Street argues that care-givers and patients alike in the public wards experience the decrepitude and chaos of the Madang Hospital as an ontological crisis. In their various roles, they struggle to make themselves visible to others “as particular kinds of bodies or persons in the expectation of eliciting a productive relationship” (24). This formulation is drawn in equal measure from Marilyn Strathern’s influential writings on Melanesian constructions of personhood and her later studies of reproductive technology. The framework is effective, but despite Street’s extended discussion of Melanesian “dividuality” and occasional references to sorcery and Christian spirituality, by the end of the book I was stuck more by the commonalities of the Madang public hospital in an age of neo-liberalism than the cultural distinctiveness of its placement in Papua New Guinea. Even with the best of technology, diagnosing severe illnesses is an uncertain guessing game (providing the theme for the hugely popular television series, House). The experience of being a patient is often profoundly alienating and terrifying.

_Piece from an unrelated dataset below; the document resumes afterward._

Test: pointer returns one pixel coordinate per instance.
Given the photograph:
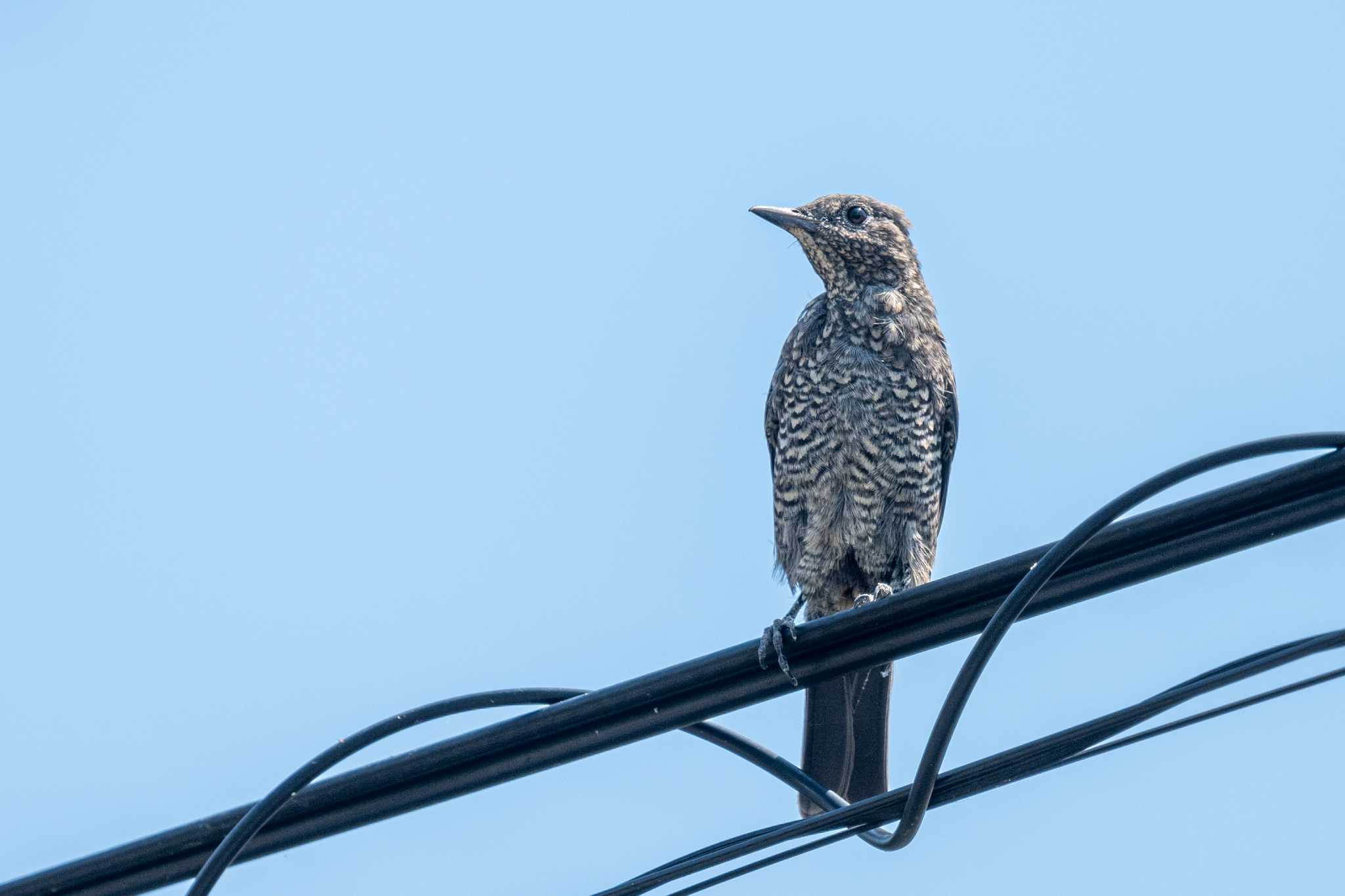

And, increasingly, hospital priorities are dictated more by well-heeled donors, contributing funds for vanity research labs, rather than investing in patient care. This is not to claim that indigenous cultural orientations do not shape the ways workers and patients experience Madang Hospital. Indeed, Street might have done more by investigating the views of the rural folk served by the hospital, as hinted by a short vignette that concludes the book. She does a greater service by focusing on the experience of people within the hospital system. The poverty of the Madang public hospital serves to unmask fundamental truths about hospitals in general. Anyone interested in understanding the challenges faced by public hospitals will profit from the incisive, empathic, and compelling insights of this superb study.